Lunga ed interessante intervista rilasciata da Antonio Conte a SportWeek, l'allenatore del Tottenham ha affrontato diversi temi interessanti sia sul suo presente che sul recente passato che l'ha visto sedersi sulla panchina dell'Inter. Di seguito i passaggi più interessanti del suo intervento.

Conte sul perché della scelta Tottenham

"Il presidente Levy ha dimostrato di volermi a tutti i cosi. Nelle sue parole e negli investimenti fatti ho percepito una visione: la voglia di eccellere. Non mi hanno mai spaventato le sfide, mi basta avere anche solo 1% di possibilità di vincerle per iniziare la mia battaglia".

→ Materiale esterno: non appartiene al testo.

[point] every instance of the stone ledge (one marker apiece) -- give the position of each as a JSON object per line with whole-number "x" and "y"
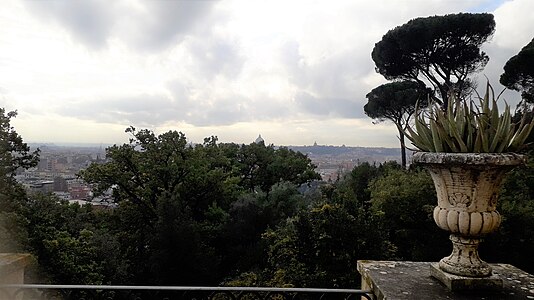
{"x": 412, "y": 280}
{"x": 461, "y": 283}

Antonio Conte ai tempi dell'Inter (Getty Images)
Antonio Conte ai tempi dell'Inter (Getty Images)

Conte sulle presunte spese esagerate delle sue società

"Mi viene da ridere. Ho spesso lavorato con giovani da formare, atleti svalutati o da ricostruire. Tutti giocatori che si sono rivalutati grazie al mio lavoro. In carriera ho chiesto solo un giocatore che è stato pagato tanto, ovvero Lukaku. In Italia fatichiamo a riconoscere il merito, quasi che le eccellenza diano fastidio".

Conte sul suo impatto sul mondo Inter

"Lukaku lo chiesi in base agli obiettivi che mi erano stati presentati. I dirigenti dell'Inter vennero a casa mia a dirmi che volevano abbattere l'egemonia della Juve e portare l'Inter sul tetto del mondo, sfruttando grandi disponibilità economiche. Chiesi Lukaku ritenendolo fondamentale. Ma guardi anche a quanto è stato rivenduto, quasi il doppio. Come Hakimi. Ma potrei citare Barella, Bastoni, Lautaro, che prima del mio arrivo non giocava...".